Four tips to survive the new EU General Data Protection Regulation

The EU General Data Protection Regulation is edging ever closer with politicians aiming to conclude talks by the end of the year. Now is the time to understand how to overcome the Regulation’s biggest challenges:

Four tips to survive the new EU General Data Protection Regulation

1. Appoint a Data Protection Officer 
This will become compulsory for many businesses when the Regulation comes into force, but right now there is a conundrum. Appointing a Data Protection Officer early seems a sensible option but it is not yet entirely clear what is required. For many companies it may be more efficient to begin an internal training program to prepare for the role.
 
2. Think about Privacy by Design
This will be a requirement under the new Regulation which means it’s effectively a requirement now. There is no point putting in place a system today that ignores Privacy by Design - then pay to change them in two years when the Regulation is active. It is sensible to take notice and adopt modern thinking now – saving money in the long run.
 
3. Do you have the data subject’s permission?
In future, any data that has not been explicitly agreed to by data subjects cannot be stored. So what are you going to do with all the data you can no longer keep?
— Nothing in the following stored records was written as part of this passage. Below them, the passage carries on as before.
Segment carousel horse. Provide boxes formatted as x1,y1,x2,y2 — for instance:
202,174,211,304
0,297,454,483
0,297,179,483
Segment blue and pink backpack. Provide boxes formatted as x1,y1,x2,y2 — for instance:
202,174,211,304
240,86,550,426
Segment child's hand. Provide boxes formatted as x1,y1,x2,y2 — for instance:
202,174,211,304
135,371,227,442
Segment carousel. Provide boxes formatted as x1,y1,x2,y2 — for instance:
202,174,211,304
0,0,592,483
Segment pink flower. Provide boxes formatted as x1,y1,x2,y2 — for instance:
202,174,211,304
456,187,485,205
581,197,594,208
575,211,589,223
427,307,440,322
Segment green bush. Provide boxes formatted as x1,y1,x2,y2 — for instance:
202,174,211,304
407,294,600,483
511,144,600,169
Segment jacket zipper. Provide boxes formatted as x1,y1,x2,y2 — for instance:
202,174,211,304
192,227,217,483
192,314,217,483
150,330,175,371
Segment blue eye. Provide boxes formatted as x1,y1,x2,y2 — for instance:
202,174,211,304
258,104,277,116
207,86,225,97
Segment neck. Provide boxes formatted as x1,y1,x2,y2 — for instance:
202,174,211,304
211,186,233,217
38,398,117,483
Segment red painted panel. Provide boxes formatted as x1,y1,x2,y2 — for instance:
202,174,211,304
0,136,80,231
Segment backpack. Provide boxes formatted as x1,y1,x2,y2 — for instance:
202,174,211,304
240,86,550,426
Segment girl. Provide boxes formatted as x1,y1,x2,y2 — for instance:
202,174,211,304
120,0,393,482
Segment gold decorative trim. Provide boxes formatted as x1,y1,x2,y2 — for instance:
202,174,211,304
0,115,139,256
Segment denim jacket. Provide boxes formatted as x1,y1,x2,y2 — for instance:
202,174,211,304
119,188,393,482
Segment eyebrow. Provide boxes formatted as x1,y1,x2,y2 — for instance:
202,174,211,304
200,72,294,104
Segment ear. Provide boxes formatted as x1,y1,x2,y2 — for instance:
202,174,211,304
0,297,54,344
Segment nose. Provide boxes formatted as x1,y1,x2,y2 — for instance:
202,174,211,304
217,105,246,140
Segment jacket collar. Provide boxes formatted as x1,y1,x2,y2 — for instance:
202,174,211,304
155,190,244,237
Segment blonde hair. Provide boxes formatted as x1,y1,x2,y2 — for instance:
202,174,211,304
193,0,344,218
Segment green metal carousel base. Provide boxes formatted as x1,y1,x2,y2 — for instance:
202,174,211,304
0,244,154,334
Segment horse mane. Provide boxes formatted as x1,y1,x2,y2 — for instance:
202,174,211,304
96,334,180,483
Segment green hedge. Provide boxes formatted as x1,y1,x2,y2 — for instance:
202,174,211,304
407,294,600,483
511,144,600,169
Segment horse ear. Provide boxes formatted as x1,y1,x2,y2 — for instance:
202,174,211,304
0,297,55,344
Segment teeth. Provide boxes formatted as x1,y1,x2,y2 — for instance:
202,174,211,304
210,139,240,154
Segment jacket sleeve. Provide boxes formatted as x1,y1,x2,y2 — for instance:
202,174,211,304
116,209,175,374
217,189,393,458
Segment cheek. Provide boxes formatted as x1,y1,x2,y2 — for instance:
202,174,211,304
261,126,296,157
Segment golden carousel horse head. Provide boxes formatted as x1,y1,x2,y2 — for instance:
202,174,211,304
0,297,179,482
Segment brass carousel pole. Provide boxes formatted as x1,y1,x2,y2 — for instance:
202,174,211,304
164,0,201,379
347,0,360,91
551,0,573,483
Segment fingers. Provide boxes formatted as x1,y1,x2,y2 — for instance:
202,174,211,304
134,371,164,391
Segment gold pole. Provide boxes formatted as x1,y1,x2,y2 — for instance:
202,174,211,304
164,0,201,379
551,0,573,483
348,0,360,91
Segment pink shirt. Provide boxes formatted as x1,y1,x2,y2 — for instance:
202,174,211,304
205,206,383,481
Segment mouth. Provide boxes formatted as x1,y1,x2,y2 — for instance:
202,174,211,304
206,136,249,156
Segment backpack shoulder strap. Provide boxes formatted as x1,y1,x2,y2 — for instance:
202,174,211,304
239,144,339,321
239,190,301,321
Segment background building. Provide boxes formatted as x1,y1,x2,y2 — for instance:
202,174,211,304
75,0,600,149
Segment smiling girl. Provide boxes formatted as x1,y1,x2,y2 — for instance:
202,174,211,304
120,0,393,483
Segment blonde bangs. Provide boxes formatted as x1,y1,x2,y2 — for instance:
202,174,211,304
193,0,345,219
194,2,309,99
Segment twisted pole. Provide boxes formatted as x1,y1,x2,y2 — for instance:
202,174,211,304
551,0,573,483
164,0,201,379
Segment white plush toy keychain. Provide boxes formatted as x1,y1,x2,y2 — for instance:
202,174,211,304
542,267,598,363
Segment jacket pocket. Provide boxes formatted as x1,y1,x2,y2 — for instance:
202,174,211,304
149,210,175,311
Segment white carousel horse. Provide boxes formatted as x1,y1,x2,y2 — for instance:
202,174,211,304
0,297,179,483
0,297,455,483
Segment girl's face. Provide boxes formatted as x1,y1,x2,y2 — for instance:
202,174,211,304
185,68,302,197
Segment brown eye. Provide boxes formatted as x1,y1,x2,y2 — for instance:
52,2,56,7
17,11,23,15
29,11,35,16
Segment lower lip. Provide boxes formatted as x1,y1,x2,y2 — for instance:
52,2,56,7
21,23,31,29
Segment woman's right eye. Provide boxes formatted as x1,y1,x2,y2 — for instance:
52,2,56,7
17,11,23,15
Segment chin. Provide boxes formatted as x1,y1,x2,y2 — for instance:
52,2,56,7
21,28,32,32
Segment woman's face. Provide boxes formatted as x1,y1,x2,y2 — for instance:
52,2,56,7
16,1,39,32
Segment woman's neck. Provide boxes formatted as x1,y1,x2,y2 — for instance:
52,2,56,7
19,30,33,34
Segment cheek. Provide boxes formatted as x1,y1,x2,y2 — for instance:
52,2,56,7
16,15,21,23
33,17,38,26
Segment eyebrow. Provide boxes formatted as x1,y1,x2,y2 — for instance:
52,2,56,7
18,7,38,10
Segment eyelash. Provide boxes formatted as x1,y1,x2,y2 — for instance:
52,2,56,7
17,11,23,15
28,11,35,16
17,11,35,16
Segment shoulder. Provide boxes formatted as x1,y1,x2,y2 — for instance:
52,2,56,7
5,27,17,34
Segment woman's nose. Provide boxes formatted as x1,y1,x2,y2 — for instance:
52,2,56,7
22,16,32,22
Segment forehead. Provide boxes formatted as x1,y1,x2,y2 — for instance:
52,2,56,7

Consider asking the data subjects again for their permission to use it. Just because someone ticked a box in 1982 does not mean it is legal to keep it now – things are changing.
 
4. What to keep and what to destroy
Choosing what to keep and what to destroy is a big decision and a vital one for data governance. Given that in the future, people will have a right to ask for data to be edited, corrected or deleted, keeping unnecessary data could prove expensive as well as pointless.